La prima cosa che viene in mente guardando le immagini di Sadat è che, anche dopo che un popolo intero ha cantato “sgozza sgozza” (questa era la canzone di moda durante la guerra dei Sei Giorni, poi ripresa nel 73), se condotto da un’ispirazione personale giusta, può cambiare, può cercare una strada di moderazione e di pace. Il mondo arabo aspetta una personalità realista e interessata al futuro del proprio popolo più che al suo personale interesse di dittatore, che lo guiderà sempre verso la guerra, verso la repressione del suo popolo e l’abbindolamento attraverso l’odio antisraeliano.
Ma in secondo luogo, vedendo il proseguo della pace Israelo-Egiziana, non resta che considerare con tristezza il gelo di questa pace, la proibizione egiziana ai suoi cittadini di visitare da turisti Tel Avive Gerusalemme, la tacita connivenza con i terroristi che intorducono tonnellate di armi e tritolo e migliaia di terroristi a Gaza tramite le gallerie sotterranee lungo il confine fra Gaza e il Sinai, la complicità ideologica con le organizzazioni e i cosiddetti intellettuali che seguitano a pubblicare Mein Kampf e a riempiono la stampa di edioriali e caricature antisemite, e anche con le libere organizzazioni di artisti che, come massima libertà individuano quella di proibire la partecipazione del film israeliano "La visita dell’Orchestra" (premio della critica a Cannes)che parla del rapporto fra gente semplice da una parte e dell’altra, con amore e identificazione.

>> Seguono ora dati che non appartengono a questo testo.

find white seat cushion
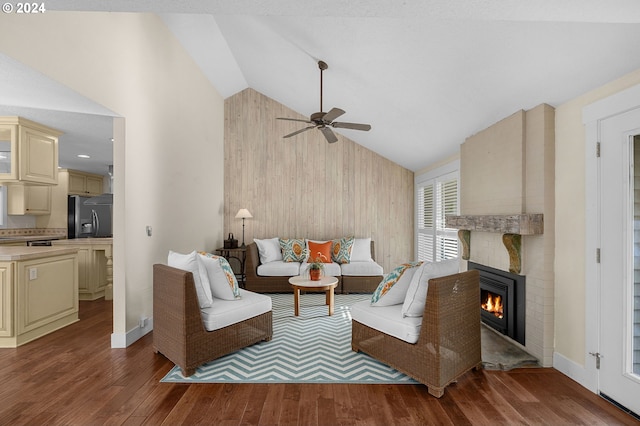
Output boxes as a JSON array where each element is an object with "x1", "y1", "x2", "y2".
[
  {"x1": 402, "y1": 259, "x2": 460, "y2": 317},
  {"x1": 350, "y1": 300, "x2": 422, "y2": 344},
  {"x1": 200, "y1": 289, "x2": 272, "y2": 331},
  {"x1": 300, "y1": 261, "x2": 342, "y2": 277},
  {"x1": 257, "y1": 261, "x2": 301, "y2": 276},
  {"x1": 340, "y1": 261, "x2": 383, "y2": 276}
]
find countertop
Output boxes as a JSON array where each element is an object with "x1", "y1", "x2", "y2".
[
  {"x1": 0, "y1": 235, "x2": 63, "y2": 244},
  {"x1": 0, "y1": 246, "x2": 79, "y2": 261},
  {"x1": 52, "y1": 238, "x2": 113, "y2": 245}
]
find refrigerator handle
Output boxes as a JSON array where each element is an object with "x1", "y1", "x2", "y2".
[{"x1": 92, "y1": 209, "x2": 99, "y2": 236}]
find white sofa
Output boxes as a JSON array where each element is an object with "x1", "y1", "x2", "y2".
[{"x1": 245, "y1": 237, "x2": 384, "y2": 293}]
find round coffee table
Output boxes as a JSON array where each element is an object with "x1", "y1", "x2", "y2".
[{"x1": 288, "y1": 275, "x2": 339, "y2": 316}]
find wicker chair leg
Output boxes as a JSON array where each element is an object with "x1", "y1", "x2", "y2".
[
  {"x1": 428, "y1": 386, "x2": 445, "y2": 398},
  {"x1": 181, "y1": 367, "x2": 196, "y2": 377}
]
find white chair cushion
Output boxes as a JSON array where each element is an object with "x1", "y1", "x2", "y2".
[
  {"x1": 254, "y1": 237, "x2": 283, "y2": 264},
  {"x1": 198, "y1": 253, "x2": 241, "y2": 300},
  {"x1": 200, "y1": 289, "x2": 272, "y2": 331},
  {"x1": 168, "y1": 250, "x2": 213, "y2": 308},
  {"x1": 350, "y1": 300, "x2": 422, "y2": 344},
  {"x1": 257, "y1": 261, "x2": 301, "y2": 276},
  {"x1": 340, "y1": 261, "x2": 383, "y2": 276},
  {"x1": 350, "y1": 238, "x2": 373, "y2": 262},
  {"x1": 300, "y1": 261, "x2": 341, "y2": 277},
  {"x1": 370, "y1": 262, "x2": 422, "y2": 306},
  {"x1": 402, "y1": 259, "x2": 460, "y2": 317}
]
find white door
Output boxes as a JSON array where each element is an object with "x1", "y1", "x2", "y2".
[{"x1": 598, "y1": 107, "x2": 640, "y2": 415}]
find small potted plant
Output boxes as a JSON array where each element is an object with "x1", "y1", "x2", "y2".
[{"x1": 306, "y1": 252, "x2": 327, "y2": 281}]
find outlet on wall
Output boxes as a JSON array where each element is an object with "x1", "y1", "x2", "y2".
[{"x1": 29, "y1": 267, "x2": 37, "y2": 280}]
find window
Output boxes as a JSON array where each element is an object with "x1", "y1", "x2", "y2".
[{"x1": 416, "y1": 166, "x2": 459, "y2": 262}]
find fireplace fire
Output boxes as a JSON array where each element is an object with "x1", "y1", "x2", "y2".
[{"x1": 469, "y1": 261, "x2": 525, "y2": 345}]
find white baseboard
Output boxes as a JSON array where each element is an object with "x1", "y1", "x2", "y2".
[
  {"x1": 553, "y1": 351, "x2": 597, "y2": 393},
  {"x1": 110, "y1": 317, "x2": 154, "y2": 348}
]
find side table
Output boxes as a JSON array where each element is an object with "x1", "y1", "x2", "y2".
[{"x1": 215, "y1": 247, "x2": 247, "y2": 288}]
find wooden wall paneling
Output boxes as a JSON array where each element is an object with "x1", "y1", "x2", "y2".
[{"x1": 224, "y1": 88, "x2": 414, "y2": 272}]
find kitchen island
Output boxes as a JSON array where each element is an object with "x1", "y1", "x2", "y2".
[{"x1": 0, "y1": 246, "x2": 79, "y2": 348}]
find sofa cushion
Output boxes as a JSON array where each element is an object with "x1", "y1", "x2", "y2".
[
  {"x1": 332, "y1": 236, "x2": 354, "y2": 264},
  {"x1": 371, "y1": 261, "x2": 422, "y2": 306},
  {"x1": 198, "y1": 252, "x2": 241, "y2": 300},
  {"x1": 300, "y1": 261, "x2": 342, "y2": 277},
  {"x1": 340, "y1": 261, "x2": 383, "y2": 276},
  {"x1": 306, "y1": 240, "x2": 332, "y2": 263},
  {"x1": 200, "y1": 289, "x2": 272, "y2": 331},
  {"x1": 258, "y1": 260, "x2": 301, "y2": 276},
  {"x1": 279, "y1": 238, "x2": 306, "y2": 262},
  {"x1": 351, "y1": 238, "x2": 373, "y2": 262},
  {"x1": 351, "y1": 300, "x2": 422, "y2": 344},
  {"x1": 402, "y1": 259, "x2": 459, "y2": 317},
  {"x1": 254, "y1": 237, "x2": 283, "y2": 264},
  {"x1": 168, "y1": 250, "x2": 213, "y2": 308}
]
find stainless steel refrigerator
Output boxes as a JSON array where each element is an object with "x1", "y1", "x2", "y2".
[{"x1": 68, "y1": 195, "x2": 113, "y2": 238}]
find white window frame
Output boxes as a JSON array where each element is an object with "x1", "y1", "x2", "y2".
[{"x1": 415, "y1": 160, "x2": 460, "y2": 262}]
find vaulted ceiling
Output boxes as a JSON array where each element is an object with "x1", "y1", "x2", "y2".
[{"x1": 3, "y1": 0, "x2": 640, "y2": 173}]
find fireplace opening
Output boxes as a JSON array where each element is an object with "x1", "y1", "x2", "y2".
[{"x1": 469, "y1": 261, "x2": 525, "y2": 345}]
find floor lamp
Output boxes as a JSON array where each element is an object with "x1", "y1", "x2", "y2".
[{"x1": 235, "y1": 208, "x2": 253, "y2": 248}]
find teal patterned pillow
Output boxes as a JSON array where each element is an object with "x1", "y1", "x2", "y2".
[
  {"x1": 332, "y1": 236, "x2": 354, "y2": 264},
  {"x1": 198, "y1": 252, "x2": 241, "y2": 299},
  {"x1": 279, "y1": 238, "x2": 306, "y2": 262},
  {"x1": 371, "y1": 261, "x2": 423, "y2": 306}
]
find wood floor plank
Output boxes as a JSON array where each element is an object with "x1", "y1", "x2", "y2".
[{"x1": 1, "y1": 298, "x2": 638, "y2": 425}]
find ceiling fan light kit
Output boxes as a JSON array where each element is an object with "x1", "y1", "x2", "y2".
[{"x1": 277, "y1": 60, "x2": 371, "y2": 144}]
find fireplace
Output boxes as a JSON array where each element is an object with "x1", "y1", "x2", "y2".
[{"x1": 469, "y1": 261, "x2": 525, "y2": 345}]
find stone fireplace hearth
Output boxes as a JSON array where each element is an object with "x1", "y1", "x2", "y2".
[{"x1": 448, "y1": 104, "x2": 555, "y2": 367}]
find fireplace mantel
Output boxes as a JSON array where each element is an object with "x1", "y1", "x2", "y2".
[{"x1": 445, "y1": 214, "x2": 543, "y2": 274}]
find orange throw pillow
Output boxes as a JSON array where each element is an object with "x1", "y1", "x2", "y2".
[{"x1": 307, "y1": 241, "x2": 333, "y2": 263}]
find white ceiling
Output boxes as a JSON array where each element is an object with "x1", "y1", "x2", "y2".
[{"x1": 3, "y1": 0, "x2": 640, "y2": 172}]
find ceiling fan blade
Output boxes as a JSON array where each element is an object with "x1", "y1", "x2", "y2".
[
  {"x1": 331, "y1": 122, "x2": 372, "y2": 131},
  {"x1": 277, "y1": 117, "x2": 314, "y2": 124},
  {"x1": 283, "y1": 126, "x2": 316, "y2": 138},
  {"x1": 322, "y1": 108, "x2": 346, "y2": 123},
  {"x1": 319, "y1": 126, "x2": 339, "y2": 143}
]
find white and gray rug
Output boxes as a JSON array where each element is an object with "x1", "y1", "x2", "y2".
[
  {"x1": 161, "y1": 293, "x2": 419, "y2": 384},
  {"x1": 161, "y1": 293, "x2": 538, "y2": 384}
]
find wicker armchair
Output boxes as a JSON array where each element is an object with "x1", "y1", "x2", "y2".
[
  {"x1": 152, "y1": 264, "x2": 273, "y2": 376},
  {"x1": 352, "y1": 270, "x2": 481, "y2": 397}
]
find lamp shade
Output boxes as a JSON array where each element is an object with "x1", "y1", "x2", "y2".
[{"x1": 235, "y1": 208, "x2": 253, "y2": 219}]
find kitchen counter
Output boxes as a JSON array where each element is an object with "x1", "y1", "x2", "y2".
[
  {"x1": 52, "y1": 237, "x2": 113, "y2": 245},
  {"x1": 0, "y1": 246, "x2": 78, "y2": 261},
  {"x1": 0, "y1": 235, "x2": 63, "y2": 244}
]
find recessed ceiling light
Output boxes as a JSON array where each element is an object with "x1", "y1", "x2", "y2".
[{"x1": 77, "y1": 154, "x2": 91, "y2": 159}]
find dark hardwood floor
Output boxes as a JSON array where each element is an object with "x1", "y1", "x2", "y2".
[{"x1": 0, "y1": 298, "x2": 638, "y2": 425}]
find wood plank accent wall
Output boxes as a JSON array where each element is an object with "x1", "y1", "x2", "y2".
[{"x1": 224, "y1": 88, "x2": 414, "y2": 272}]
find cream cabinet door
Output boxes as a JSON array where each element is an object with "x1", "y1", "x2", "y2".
[
  {"x1": 19, "y1": 126, "x2": 58, "y2": 184},
  {"x1": 7, "y1": 184, "x2": 51, "y2": 215}
]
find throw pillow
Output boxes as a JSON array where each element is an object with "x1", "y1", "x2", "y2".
[
  {"x1": 254, "y1": 237, "x2": 283, "y2": 264},
  {"x1": 371, "y1": 261, "x2": 423, "y2": 306},
  {"x1": 279, "y1": 238, "x2": 306, "y2": 262},
  {"x1": 168, "y1": 250, "x2": 213, "y2": 308},
  {"x1": 197, "y1": 252, "x2": 241, "y2": 300},
  {"x1": 350, "y1": 237, "x2": 373, "y2": 262},
  {"x1": 307, "y1": 240, "x2": 333, "y2": 263},
  {"x1": 332, "y1": 236, "x2": 354, "y2": 264},
  {"x1": 402, "y1": 259, "x2": 459, "y2": 317}
]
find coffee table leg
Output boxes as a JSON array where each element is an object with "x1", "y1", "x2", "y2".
[
  {"x1": 328, "y1": 287, "x2": 334, "y2": 316},
  {"x1": 294, "y1": 287, "x2": 300, "y2": 316}
]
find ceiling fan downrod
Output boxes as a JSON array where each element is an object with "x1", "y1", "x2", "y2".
[{"x1": 318, "y1": 60, "x2": 328, "y2": 114}]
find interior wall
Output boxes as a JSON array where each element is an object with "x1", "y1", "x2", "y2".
[
  {"x1": 0, "y1": 12, "x2": 225, "y2": 342},
  {"x1": 224, "y1": 88, "x2": 414, "y2": 272},
  {"x1": 554, "y1": 68, "x2": 640, "y2": 369}
]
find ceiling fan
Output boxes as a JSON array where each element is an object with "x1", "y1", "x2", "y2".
[{"x1": 277, "y1": 60, "x2": 371, "y2": 144}]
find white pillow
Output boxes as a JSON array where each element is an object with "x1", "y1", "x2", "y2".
[
  {"x1": 402, "y1": 259, "x2": 459, "y2": 317},
  {"x1": 198, "y1": 253, "x2": 241, "y2": 300},
  {"x1": 350, "y1": 238, "x2": 373, "y2": 262},
  {"x1": 168, "y1": 250, "x2": 213, "y2": 308},
  {"x1": 254, "y1": 237, "x2": 283, "y2": 264},
  {"x1": 370, "y1": 262, "x2": 422, "y2": 306}
]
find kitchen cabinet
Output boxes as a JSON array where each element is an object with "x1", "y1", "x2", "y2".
[
  {"x1": 6, "y1": 183, "x2": 51, "y2": 215},
  {"x1": 0, "y1": 117, "x2": 61, "y2": 185},
  {"x1": 52, "y1": 238, "x2": 113, "y2": 300},
  {"x1": 67, "y1": 170, "x2": 104, "y2": 196},
  {"x1": 0, "y1": 247, "x2": 79, "y2": 348}
]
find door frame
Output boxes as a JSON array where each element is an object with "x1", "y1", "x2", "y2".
[{"x1": 583, "y1": 83, "x2": 640, "y2": 393}]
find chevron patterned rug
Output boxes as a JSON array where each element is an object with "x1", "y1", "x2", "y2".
[{"x1": 161, "y1": 293, "x2": 419, "y2": 384}]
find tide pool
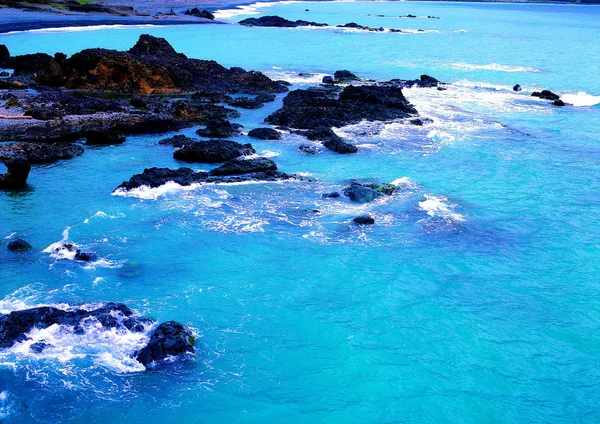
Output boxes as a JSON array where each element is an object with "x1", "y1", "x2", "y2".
[{"x1": 1, "y1": 2, "x2": 600, "y2": 422}]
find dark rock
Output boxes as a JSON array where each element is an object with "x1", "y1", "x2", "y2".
[
  {"x1": 130, "y1": 95, "x2": 148, "y2": 109},
  {"x1": 322, "y1": 192, "x2": 340, "y2": 198},
  {"x1": 209, "y1": 157, "x2": 277, "y2": 176},
  {"x1": 239, "y1": 15, "x2": 328, "y2": 28},
  {"x1": 198, "y1": 10, "x2": 215, "y2": 20},
  {"x1": 7, "y1": 238, "x2": 32, "y2": 252},
  {"x1": 322, "y1": 76, "x2": 335, "y2": 84},
  {"x1": 513, "y1": 84, "x2": 522, "y2": 92},
  {"x1": 353, "y1": 215, "x2": 375, "y2": 225},
  {"x1": 196, "y1": 119, "x2": 243, "y2": 138},
  {"x1": 299, "y1": 144, "x2": 321, "y2": 155},
  {"x1": 25, "y1": 107, "x2": 64, "y2": 120},
  {"x1": 158, "y1": 134, "x2": 196, "y2": 148},
  {"x1": 267, "y1": 85, "x2": 417, "y2": 131},
  {"x1": 553, "y1": 99, "x2": 566, "y2": 107},
  {"x1": 0, "y1": 71, "x2": 9, "y2": 77},
  {"x1": 74, "y1": 251, "x2": 98, "y2": 262},
  {"x1": 0, "y1": 143, "x2": 83, "y2": 164},
  {"x1": 134, "y1": 321, "x2": 195, "y2": 366},
  {"x1": 0, "y1": 303, "x2": 146, "y2": 349},
  {"x1": 5, "y1": 53, "x2": 65, "y2": 86},
  {"x1": 174, "y1": 139, "x2": 255, "y2": 163},
  {"x1": 228, "y1": 97, "x2": 264, "y2": 109},
  {"x1": 255, "y1": 93, "x2": 276, "y2": 103},
  {"x1": 531, "y1": 90, "x2": 560, "y2": 101},
  {"x1": 30, "y1": 341, "x2": 50, "y2": 353},
  {"x1": 334, "y1": 70, "x2": 359, "y2": 82},
  {"x1": 406, "y1": 74, "x2": 440, "y2": 88},
  {"x1": 54, "y1": 52, "x2": 67, "y2": 63},
  {"x1": 85, "y1": 130, "x2": 126, "y2": 145},
  {"x1": 0, "y1": 44, "x2": 9, "y2": 66},
  {"x1": 191, "y1": 89, "x2": 232, "y2": 104},
  {"x1": 0, "y1": 159, "x2": 31, "y2": 189},
  {"x1": 117, "y1": 167, "x2": 208, "y2": 190},
  {"x1": 322, "y1": 136, "x2": 357, "y2": 154},
  {"x1": 248, "y1": 127, "x2": 281, "y2": 140},
  {"x1": 343, "y1": 183, "x2": 381, "y2": 203}
]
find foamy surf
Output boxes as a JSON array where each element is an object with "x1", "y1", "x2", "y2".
[
  {"x1": 418, "y1": 194, "x2": 465, "y2": 222},
  {"x1": 449, "y1": 62, "x2": 541, "y2": 73},
  {"x1": 4, "y1": 24, "x2": 159, "y2": 35},
  {"x1": 561, "y1": 92, "x2": 600, "y2": 107}
]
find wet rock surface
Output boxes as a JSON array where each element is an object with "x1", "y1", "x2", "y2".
[
  {"x1": 173, "y1": 139, "x2": 255, "y2": 163},
  {"x1": 134, "y1": 321, "x2": 195, "y2": 366},
  {"x1": 0, "y1": 143, "x2": 83, "y2": 164},
  {"x1": 0, "y1": 158, "x2": 30, "y2": 189},
  {"x1": 196, "y1": 119, "x2": 243, "y2": 138},
  {"x1": 7, "y1": 238, "x2": 32, "y2": 252},
  {"x1": 209, "y1": 157, "x2": 278, "y2": 176},
  {"x1": 248, "y1": 127, "x2": 281, "y2": 140}
]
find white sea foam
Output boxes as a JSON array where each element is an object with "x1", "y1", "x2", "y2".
[
  {"x1": 112, "y1": 181, "x2": 205, "y2": 200},
  {"x1": 4, "y1": 24, "x2": 159, "y2": 35},
  {"x1": 449, "y1": 62, "x2": 541, "y2": 73},
  {"x1": 561, "y1": 92, "x2": 600, "y2": 107},
  {"x1": 43, "y1": 227, "x2": 77, "y2": 260},
  {"x1": 4, "y1": 232, "x2": 16, "y2": 240},
  {"x1": 264, "y1": 69, "x2": 329, "y2": 85},
  {"x1": 418, "y1": 194, "x2": 465, "y2": 222}
]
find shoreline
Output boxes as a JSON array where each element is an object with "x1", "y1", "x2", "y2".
[{"x1": 1, "y1": 0, "x2": 598, "y2": 35}]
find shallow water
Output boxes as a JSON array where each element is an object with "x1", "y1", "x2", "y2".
[{"x1": 1, "y1": 1, "x2": 600, "y2": 422}]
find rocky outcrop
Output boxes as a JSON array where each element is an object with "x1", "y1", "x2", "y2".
[
  {"x1": 298, "y1": 128, "x2": 356, "y2": 154},
  {"x1": 4, "y1": 35, "x2": 288, "y2": 95},
  {"x1": 0, "y1": 143, "x2": 83, "y2": 164},
  {"x1": 343, "y1": 182, "x2": 397, "y2": 203},
  {"x1": 116, "y1": 166, "x2": 303, "y2": 191},
  {"x1": 0, "y1": 158, "x2": 30, "y2": 189},
  {"x1": 299, "y1": 144, "x2": 321, "y2": 155},
  {"x1": 0, "y1": 44, "x2": 9, "y2": 66},
  {"x1": 196, "y1": 119, "x2": 243, "y2": 138},
  {"x1": 209, "y1": 157, "x2": 277, "y2": 176},
  {"x1": 513, "y1": 84, "x2": 522, "y2": 92},
  {"x1": 334, "y1": 70, "x2": 359, "y2": 82},
  {"x1": 173, "y1": 139, "x2": 255, "y2": 163},
  {"x1": 239, "y1": 15, "x2": 328, "y2": 28},
  {"x1": 52, "y1": 243, "x2": 98, "y2": 262},
  {"x1": 0, "y1": 303, "x2": 151, "y2": 349},
  {"x1": 228, "y1": 96, "x2": 265, "y2": 109},
  {"x1": 85, "y1": 130, "x2": 126, "y2": 145},
  {"x1": 248, "y1": 127, "x2": 281, "y2": 140},
  {"x1": 266, "y1": 84, "x2": 417, "y2": 130},
  {"x1": 135, "y1": 321, "x2": 195, "y2": 366},
  {"x1": 531, "y1": 90, "x2": 560, "y2": 101},
  {"x1": 184, "y1": 8, "x2": 214, "y2": 20},
  {"x1": 7, "y1": 238, "x2": 32, "y2": 252}
]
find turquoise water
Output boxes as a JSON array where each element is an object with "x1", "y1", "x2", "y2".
[{"x1": 1, "y1": 1, "x2": 600, "y2": 422}]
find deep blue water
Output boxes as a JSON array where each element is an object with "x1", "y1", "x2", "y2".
[{"x1": 1, "y1": 1, "x2": 600, "y2": 422}]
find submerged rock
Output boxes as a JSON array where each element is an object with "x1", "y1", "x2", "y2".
[
  {"x1": 343, "y1": 182, "x2": 397, "y2": 203},
  {"x1": 196, "y1": 119, "x2": 243, "y2": 138},
  {"x1": 209, "y1": 157, "x2": 277, "y2": 176},
  {"x1": 173, "y1": 139, "x2": 255, "y2": 163},
  {"x1": 353, "y1": 215, "x2": 375, "y2": 225},
  {"x1": 248, "y1": 127, "x2": 281, "y2": 140},
  {"x1": 299, "y1": 144, "x2": 321, "y2": 155},
  {"x1": 7, "y1": 238, "x2": 32, "y2": 252},
  {"x1": 0, "y1": 158, "x2": 31, "y2": 189},
  {"x1": 134, "y1": 321, "x2": 195, "y2": 366}
]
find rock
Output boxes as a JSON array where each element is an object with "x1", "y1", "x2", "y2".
[
  {"x1": 322, "y1": 192, "x2": 340, "y2": 198},
  {"x1": 5, "y1": 53, "x2": 65, "y2": 86},
  {"x1": 0, "y1": 159, "x2": 31, "y2": 189},
  {"x1": 513, "y1": 84, "x2": 522, "y2": 92},
  {"x1": 353, "y1": 215, "x2": 375, "y2": 225},
  {"x1": 343, "y1": 183, "x2": 381, "y2": 203},
  {"x1": 130, "y1": 95, "x2": 148, "y2": 109},
  {"x1": 334, "y1": 70, "x2": 359, "y2": 82},
  {"x1": 196, "y1": 119, "x2": 243, "y2": 138},
  {"x1": 299, "y1": 144, "x2": 321, "y2": 155},
  {"x1": 553, "y1": 99, "x2": 566, "y2": 107},
  {"x1": 117, "y1": 167, "x2": 208, "y2": 190},
  {"x1": 531, "y1": 90, "x2": 560, "y2": 101},
  {"x1": 85, "y1": 130, "x2": 126, "y2": 145},
  {"x1": 174, "y1": 139, "x2": 255, "y2": 163},
  {"x1": 0, "y1": 71, "x2": 9, "y2": 77},
  {"x1": 30, "y1": 341, "x2": 50, "y2": 353},
  {"x1": 0, "y1": 44, "x2": 9, "y2": 66},
  {"x1": 209, "y1": 157, "x2": 277, "y2": 176},
  {"x1": 134, "y1": 321, "x2": 195, "y2": 366},
  {"x1": 74, "y1": 251, "x2": 98, "y2": 262},
  {"x1": 5, "y1": 97, "x2": 21, "y2": 108},
  {"x1": 322, "y1": 76, "x2": 335, "y2": 84},
  {"x1": 322, "y1": 136, "x2": 357, "y2": 154},
  {"x1": 7, "y1": 238, "x2": 32, "y2": 252},
  {"x1": 0, "y1": 303, "x2": 149, "y2": 349},
  {"x1": 266, "y1": 85, "x2": 417, "y2": 130},
  {"x1": 0, "y1": 143, "x2": 83, "y2": 164},
  {"x1": 239, "y1": 15, "x2": 328, "y2": 28},
  {"x1": 158, "y1": 134, "x2": 196, "y2": 148},
  {"x1": 25, "y1": 107, "x2": 63, "y2": 120},
  {"x1": 248, "y1": 127, "x2": 281, "y2": 140},
  {"x1": 191, "y1": 89, "x2": 232, "y2": 104},
  {"x1": 228, "y1": 97, "x2": 264, "y2": 109},
  {"x1": 255, "y1": 93, "x2": 276, "y2": 103}
]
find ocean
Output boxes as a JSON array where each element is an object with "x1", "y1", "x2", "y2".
[{"x1": 1, "y1": 1, "x2": 600, "y2": 422}]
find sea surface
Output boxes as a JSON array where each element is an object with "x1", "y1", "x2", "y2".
[{"x1": 1, "y1": 1, "x2": 600, "y2": 422}]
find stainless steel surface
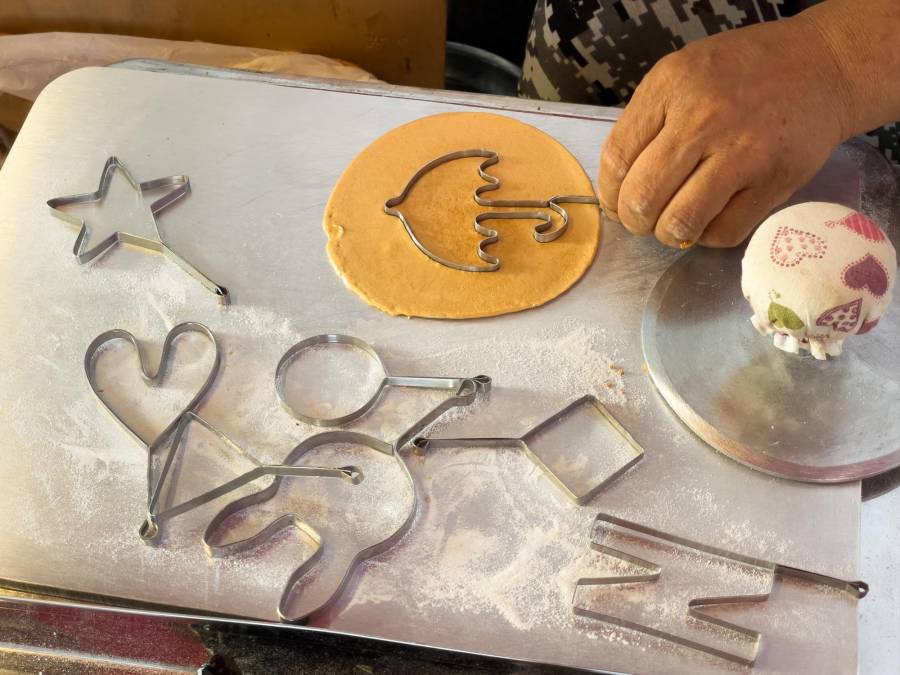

Un uomo è fondamentale, ma non basta. Alla vigilia della Conferenza di Annapolis, è bene ricordarlo: Abu Mazen ha i suoi estimatori, è un leader importante, ma la rivoluzione pacifica richiede forze immense e soprattutto una decisa educazione del popolo, che non indulga, come invece fa Abu Mazen e anche il rais egiziano Hosni Mubarak a occhieggiamenti estremisti.
Infine: la vicenda di Sadat è terribilmente espressiva nel suo tragico finale. La sua uccisione ci parla della forza dei Fratelli Mussulmani. Oggi, oltre che con loro, abbiamo a che fare con Al-Qaeda e con l’Iran che finanzia Hamas e gli Hezbollah. E quant’altri.